季淑待她們去了,才又道:「我知道你一定在的,快些出來,我有事要同你說呢。」悠悠然說了這句,果然見門口白影一晃,有人從天而降,身形翩然又瀟灑,簡直如仙子從天而降。

季淑瞠目結舌,沒想到他竟是這樣華麗的出場,一時笑道:「喂,先前你就在屋頂上麼?」天權並不進門,站在門口,冷冷說道:「你說有事,卻是何事?」季淑道:「大事,你進來說,在外頭我怕隔牆有耳。」天權道:「這周遭無人。」季淑道:「叫你進來就進來,難道我是老虎,會吃了你麼?」天權心道:「你雖不是老虎,卻比老虎可怕可惡數倍。」到底不敢說,就勉強邁步進來。

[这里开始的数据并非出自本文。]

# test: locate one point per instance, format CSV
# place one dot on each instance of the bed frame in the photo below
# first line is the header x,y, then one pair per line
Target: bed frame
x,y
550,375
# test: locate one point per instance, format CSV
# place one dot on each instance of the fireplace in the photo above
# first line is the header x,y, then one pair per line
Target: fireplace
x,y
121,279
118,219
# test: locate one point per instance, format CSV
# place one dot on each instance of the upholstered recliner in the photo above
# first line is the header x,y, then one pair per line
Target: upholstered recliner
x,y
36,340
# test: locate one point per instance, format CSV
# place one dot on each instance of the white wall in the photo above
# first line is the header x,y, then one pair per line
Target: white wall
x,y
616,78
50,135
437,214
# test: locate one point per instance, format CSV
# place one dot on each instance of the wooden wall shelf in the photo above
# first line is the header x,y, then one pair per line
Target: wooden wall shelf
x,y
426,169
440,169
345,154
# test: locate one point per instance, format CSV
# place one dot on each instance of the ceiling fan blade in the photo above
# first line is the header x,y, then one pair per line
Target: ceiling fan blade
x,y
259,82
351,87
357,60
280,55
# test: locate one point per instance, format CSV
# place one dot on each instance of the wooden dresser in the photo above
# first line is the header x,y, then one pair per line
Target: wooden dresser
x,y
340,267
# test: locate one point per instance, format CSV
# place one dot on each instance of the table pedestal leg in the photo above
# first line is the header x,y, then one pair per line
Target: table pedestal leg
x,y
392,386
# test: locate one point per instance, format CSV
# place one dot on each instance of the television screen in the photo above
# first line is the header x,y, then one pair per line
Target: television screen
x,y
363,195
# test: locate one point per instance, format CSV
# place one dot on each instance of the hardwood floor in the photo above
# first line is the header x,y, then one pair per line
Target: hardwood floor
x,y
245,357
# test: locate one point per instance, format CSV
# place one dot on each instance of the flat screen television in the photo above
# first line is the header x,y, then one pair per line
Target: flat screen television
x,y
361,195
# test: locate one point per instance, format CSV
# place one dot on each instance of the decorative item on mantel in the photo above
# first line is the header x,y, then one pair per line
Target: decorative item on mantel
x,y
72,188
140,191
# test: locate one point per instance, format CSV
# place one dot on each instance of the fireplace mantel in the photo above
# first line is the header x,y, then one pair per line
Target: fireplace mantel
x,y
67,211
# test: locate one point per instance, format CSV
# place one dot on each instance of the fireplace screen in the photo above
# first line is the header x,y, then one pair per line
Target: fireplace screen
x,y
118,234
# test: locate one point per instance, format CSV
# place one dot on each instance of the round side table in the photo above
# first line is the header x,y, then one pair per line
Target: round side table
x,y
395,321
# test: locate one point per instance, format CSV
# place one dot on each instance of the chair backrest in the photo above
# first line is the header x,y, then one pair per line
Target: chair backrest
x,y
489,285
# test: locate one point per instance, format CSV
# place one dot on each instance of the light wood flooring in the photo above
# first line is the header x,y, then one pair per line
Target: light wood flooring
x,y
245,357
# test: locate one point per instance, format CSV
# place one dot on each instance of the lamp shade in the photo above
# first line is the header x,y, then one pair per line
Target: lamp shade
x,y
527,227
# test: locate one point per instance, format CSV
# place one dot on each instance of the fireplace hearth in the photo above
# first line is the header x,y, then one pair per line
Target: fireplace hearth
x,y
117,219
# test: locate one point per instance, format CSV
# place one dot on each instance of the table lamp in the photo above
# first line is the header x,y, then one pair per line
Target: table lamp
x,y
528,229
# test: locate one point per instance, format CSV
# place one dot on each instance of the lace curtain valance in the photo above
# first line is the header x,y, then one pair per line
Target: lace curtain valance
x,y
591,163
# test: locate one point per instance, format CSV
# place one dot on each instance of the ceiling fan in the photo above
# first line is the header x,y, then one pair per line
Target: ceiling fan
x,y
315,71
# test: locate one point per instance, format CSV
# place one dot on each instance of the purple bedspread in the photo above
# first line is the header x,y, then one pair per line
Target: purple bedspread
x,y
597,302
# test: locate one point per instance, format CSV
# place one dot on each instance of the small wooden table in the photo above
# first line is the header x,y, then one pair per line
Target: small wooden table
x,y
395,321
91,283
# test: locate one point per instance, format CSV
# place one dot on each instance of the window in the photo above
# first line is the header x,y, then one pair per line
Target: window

天權進門,便問道:「說罷,到底何事?」季淑笑道:「是你的終身大事。」天權很是意外,旋即皺眉,道:「你又胡說什麼!」季淑道:「你方才沒聽到麼?小姑娘家家的,為你春心大動。」天權惱怒,道:「我要走啦。」季淑見他真個生氣,才道:「噫,只是開個玩笑罷了,急什麼?我倒是真有事跟你商議的。」

天權這才停步,道:「你若是再說些無稽之談,以後你再怎麼叫我我都不會出面。」季淑笑吟吟地,道:「咳,你也不能諱疾忌醫……好吧,我想說的是,今兒我睡覺的時候,隱隱約約地,好像聽到宮中有人來,似是清妃,召我進宮呢。我因睡得迷糊,不願意動,又記得爹爹臨走前叫我安心留在家中,便把人遣走了。」

天權不解,問道:「如何?」季淑說道:「你說她叫我進宮做什麼呢?」天權說道:「我怎知道?」季淑說道:「我只想問問你,倘若她還叫人來,我是去還是不去?」天權道:「你自己決斷便是了。只不過,你若去,我自是跟著去的。」季淑笑道:「正好,我其實就是想知道你這最後一句。」